So, uh, it’s been…
yeah, it’s. Uh. Insert the thousand yard stare here.
Setting aside the dumpster fire… I seem to have a finite capacity for word generation, much of which has been soaked by work, organizing efforts, required social media, and required newsletters. Oh, and also in April I lost my restraint and kinda wrote 50,000 words in 8 days. It doesn’t look like it was chosen for the pitchfest I was hoping for, but I have a first draft and hope that I can polish it enough to get it out this year? It’s not Chai and Charmcraft, that one seems to be requiring all three books to be written in unison in order to make the prophecies work. But it’s got familiar characters from Chai and Cat-tales, and I sincerely hope that I can get one or the other published by October?
Anyhow, I am scraping the bottom of the spoon drawer more than usual. So here’s the current bookish news and the recipe!
The paperback news:
Chai and Cat-tales now has a paperback edition available from Amazon thanks to Joan Grey’s kind Seeing-Eye Human services of cover wrangling!
I’m sorry it’s only Amazon, in the current situation, but Amazon continues to be 98% of my sales. I have not sorted out the complex interdependencies needed to get paperbacks available in other locations, but the ebooks cdo ontinue to be available everywhere. I’m doing as much as I can, I promise. But I figure more people would rather have a new book written than to have the rest of my spoons going into small business bureaucracy.
(Celia Lake has a helpful explainer on the ins and outs of indie publishing in various venues. The short form: The more venues you add, the more micro-differences you have to manage, sometimes one at a time, sometimes via different stacking platforms’ dependencies. I added itch.io under pressure a month ago and still can’t get paid from there. And the time I spend on juggling infrastructure is time I’m not making or editing new words.)
The Cozy the Day Away Sale May 16:
Looking for more cozies, whether ebook, paperback, audiobook, or cuneiform tablets* ? The Cozy the Day Away sale is back! On May 16, check out https://cozyfantasysale.promisepress.org for at least 70 and possibly over 100 cozy fantasies on sale in as many formats as we can manage.
(*Note: cuneiform tablets not yet dug up, but who knows, weirder stuff has happened this year already, I am not counting anything out at this point)
The recipe: Quick pickles
I have lost track of which of the historic cookbooks I first saw “oh wow, that looks like my mother’s pickle recipe” in, but when scratching my brain for something to quick-recipe for a blog post, quick pickles made the top of my list.

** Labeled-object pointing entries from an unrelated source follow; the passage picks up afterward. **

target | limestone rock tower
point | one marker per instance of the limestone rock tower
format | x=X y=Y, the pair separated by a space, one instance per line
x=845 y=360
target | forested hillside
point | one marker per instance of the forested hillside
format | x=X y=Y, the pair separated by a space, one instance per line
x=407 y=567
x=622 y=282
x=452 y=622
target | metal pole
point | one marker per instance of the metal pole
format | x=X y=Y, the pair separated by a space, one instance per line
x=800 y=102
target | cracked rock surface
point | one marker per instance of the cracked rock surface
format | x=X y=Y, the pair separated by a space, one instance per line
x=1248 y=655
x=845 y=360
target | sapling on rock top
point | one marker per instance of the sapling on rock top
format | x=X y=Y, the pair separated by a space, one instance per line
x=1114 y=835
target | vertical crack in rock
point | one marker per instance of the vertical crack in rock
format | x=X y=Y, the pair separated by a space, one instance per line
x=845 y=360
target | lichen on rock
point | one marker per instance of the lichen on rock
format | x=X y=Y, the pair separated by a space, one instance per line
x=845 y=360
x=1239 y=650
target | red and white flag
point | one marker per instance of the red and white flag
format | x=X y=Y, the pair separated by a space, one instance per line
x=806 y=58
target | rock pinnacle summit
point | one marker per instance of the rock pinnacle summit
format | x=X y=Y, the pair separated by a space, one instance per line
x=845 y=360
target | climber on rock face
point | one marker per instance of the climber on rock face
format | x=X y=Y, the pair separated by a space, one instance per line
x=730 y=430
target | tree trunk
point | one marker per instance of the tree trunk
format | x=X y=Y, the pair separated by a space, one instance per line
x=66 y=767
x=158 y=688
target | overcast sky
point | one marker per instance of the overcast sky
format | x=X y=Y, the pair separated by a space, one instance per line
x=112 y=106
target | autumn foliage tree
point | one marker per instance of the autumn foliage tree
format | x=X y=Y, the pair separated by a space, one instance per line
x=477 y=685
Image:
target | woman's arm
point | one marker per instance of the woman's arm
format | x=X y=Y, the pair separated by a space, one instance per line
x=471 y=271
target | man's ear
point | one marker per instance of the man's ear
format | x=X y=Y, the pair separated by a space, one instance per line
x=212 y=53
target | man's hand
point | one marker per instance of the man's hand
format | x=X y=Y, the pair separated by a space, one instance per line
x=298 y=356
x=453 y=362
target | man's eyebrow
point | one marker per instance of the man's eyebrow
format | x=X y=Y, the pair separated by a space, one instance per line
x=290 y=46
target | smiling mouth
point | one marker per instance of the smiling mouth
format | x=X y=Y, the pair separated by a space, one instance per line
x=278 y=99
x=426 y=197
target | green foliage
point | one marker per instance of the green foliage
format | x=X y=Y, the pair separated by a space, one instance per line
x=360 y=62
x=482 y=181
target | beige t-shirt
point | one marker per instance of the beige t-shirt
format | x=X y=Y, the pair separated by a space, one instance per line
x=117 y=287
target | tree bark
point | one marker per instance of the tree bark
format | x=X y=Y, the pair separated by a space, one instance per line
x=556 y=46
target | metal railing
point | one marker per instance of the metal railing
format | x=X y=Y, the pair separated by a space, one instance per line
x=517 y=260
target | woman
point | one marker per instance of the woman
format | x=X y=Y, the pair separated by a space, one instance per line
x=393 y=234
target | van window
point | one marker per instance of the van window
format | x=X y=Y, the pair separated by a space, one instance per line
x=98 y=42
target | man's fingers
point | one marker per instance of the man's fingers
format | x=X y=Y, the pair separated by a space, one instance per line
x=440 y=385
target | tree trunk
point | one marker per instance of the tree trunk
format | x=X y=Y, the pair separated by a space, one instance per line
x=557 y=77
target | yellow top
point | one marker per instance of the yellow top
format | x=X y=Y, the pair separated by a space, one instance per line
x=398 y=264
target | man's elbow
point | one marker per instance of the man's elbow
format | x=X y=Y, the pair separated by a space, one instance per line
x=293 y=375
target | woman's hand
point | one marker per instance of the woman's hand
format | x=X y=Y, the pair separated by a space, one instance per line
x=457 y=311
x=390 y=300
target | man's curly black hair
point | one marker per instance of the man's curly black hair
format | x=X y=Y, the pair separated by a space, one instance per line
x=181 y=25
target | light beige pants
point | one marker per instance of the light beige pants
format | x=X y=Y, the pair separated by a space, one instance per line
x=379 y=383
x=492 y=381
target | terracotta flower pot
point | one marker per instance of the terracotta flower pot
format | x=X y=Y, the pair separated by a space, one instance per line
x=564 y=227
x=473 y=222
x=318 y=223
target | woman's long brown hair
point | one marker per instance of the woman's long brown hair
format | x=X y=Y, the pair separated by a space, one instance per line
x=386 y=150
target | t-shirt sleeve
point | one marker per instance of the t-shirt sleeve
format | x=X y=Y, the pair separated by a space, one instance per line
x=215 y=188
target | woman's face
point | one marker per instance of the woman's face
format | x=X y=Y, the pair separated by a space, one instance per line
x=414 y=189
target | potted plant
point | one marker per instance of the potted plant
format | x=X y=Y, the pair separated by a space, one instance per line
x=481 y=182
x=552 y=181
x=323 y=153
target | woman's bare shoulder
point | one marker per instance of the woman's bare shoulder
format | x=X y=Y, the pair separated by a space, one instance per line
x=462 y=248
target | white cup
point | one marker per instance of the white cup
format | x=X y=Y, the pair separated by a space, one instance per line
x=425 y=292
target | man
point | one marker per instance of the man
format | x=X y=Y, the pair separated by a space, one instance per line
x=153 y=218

There’s a fundamental difference between quick pickles (meant to be refrigerated and eaten within a week-ish) and preservation pickles (with sterilized jars and sealing and carefully calculated chemistry). I sure don’t have the spare wattage for carefully calculated chemistry and pressure canning right now, but quick pickles of many species are delicious, and they’re all over the world.
I learned the basic version at home when I was about 8 and we were having summer picnics with the cousins, but every time I look around I find more variations on the same theme, ranging from Mediterranean areas like Lebanon and Jordan and Turkey to Vietnam to Japan, and bouncing back and forth in time.
The general idea:
- One part vinegar
(white, apple cider, and red wine may benefit from dilution; rice vinegar probably wouldn’t need diluting) - Zero to one part water depending on how sharp you like the liquid
- A pinch of salt
- Sugar if you like a sweet note in your pickles
- Additional spices to taste: Sumac, black pepper, lemon rind, mustard seeds, anything that sounds tasty
The process:
- Chop up a bunch of vegetables
- Cucumber and onion are classic together
- If you use a red onion, sumac, and/or a pre-pickled beet you can get a lovely pink color.
- Carrots, radishes, daikon, and cabbage have all seen use in various places and times
- If you’re feeling fancy, you can heat up the brine to pour it over and soften the vegetables, or you can blanch the vegetables and put them in the cooled brine
- Throw them in your vinegar brine.
- You want enough brine for your vegetables to be covered in a glass jar or to float in a bowl. Depending on how many veg and how big a bowl, your “one part” measuring unit could be one to three cups of vinegar and water.
- Leave the vegetables in the brine for at least half an hour if your intended meal is that day, but overnight in the fridge lets them mellow together.
- Eat within a few days. Refrigerate when not eating.
- Bonus mini-recipe: A half cup to a cup of your brine with a couple tablespoons of olive oil and a couple of sugar makes a tasty pasta salad when you add cooked pasta and cherry tomatoes to any leftover quick pickles.